Vom NS-Gau zum Saarstaat
Nach dem Ende des Zweiten Weltkrieges schien sich die Geschichte zu wiederholen: Auf Beschluss der Alliierten wurde das Saarland abermals von Deutschland abgetrennt und erneut dem Einflussbereich Frankreichs zugeschlagen. Jedoch ging es nicht mehr nur um das von Kohle und Stahl geprägte Industrierevier zwischen Saarlouis und Homburg. Und so wuchs ein deutlich nach Norden erweitertes Gebiet dem französischen Wirtschafts- und Währungsraum an, das im Wesentlichen den Grenzen des heutigen Bundeslandes entsprach. Unter politischem Aspekt gewann das Saarland dagegen erheblich an Unabhängigkeit.
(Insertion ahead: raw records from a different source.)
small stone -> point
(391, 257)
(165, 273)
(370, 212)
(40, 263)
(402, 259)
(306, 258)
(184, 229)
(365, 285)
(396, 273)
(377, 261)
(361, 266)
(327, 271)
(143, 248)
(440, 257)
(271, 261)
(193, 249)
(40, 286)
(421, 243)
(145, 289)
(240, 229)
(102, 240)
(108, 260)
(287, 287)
Als Schutzgebiet (Protektorat) Frankreichs sollte es ab 1947 sogar über ein begrenztes Maß an staatlicher Eigenständigkeit verfügen.
Unter eigener Flagge
Die bedingte Selbstständigkeit des jungen Saarstaates bezeugten Personalausweis, Flagge und Hymne sowie nicht zuletzt die Entsendung einer eigenen Fußballmannschaft zu den Weltmeisterschaftsspielen von 1954. Auch durfte die Bevölkerung mit Inkrafttreten der saarländischen Verfassung im Dezember 1947 wieder eine Regierung wählen. Gerade aber vor dem Hintergrund der gewährten Freiheiten machte sich die Verweigerung wichtiger Grundrechte, vor allem die nur eingeschränkte Meinungsfreiheit, umso schmerzhafter bemerkbar. Denn nach den Erfahrungen der NS-Diktatur misstraute die französische Regierung der jungen saarländischen Demokratie – sie war nur unter „pädagogischem Vorbehalt“ (Zitat des Historikers Armin Heinen) gewährt.
Zweite „Saarabstimmung“ (1955)
Aufgrund dieses Spannungsverhältnisses und angesichts des „Wirtschaftswunders“ in der Bundesrepublik fiel es der saarländischen Regierung immer schwerer, die Abhängigkeit von Frankreich gegen die prodeutsche Opposition zu verteidigen. Als Ausweg bot sich die Europäisierung des Saarlandes an, wie sie 1954 schließlich zwischen dem französischen Ministerpräsidenten und Konrad Adenauer vereinbart wurde (Europäisches Saarstatut). Zuvor aber sollte die Bevölkerung über die Pläne entscheiden, das Saarland künftig als außerstaatliches (supranationales) Gebiet der Westeuropäischen Union zu unterstellen: Mit 67,7 Prozent sprach sich eine klare Mehrheit der Stimmberechtigten nach einer beispiellosen Wahlschlacht im Oktober 1955 gegen diese Lösung aus. Doch war das Nein zu Europa eigentlich ein Ja zu Deutschland.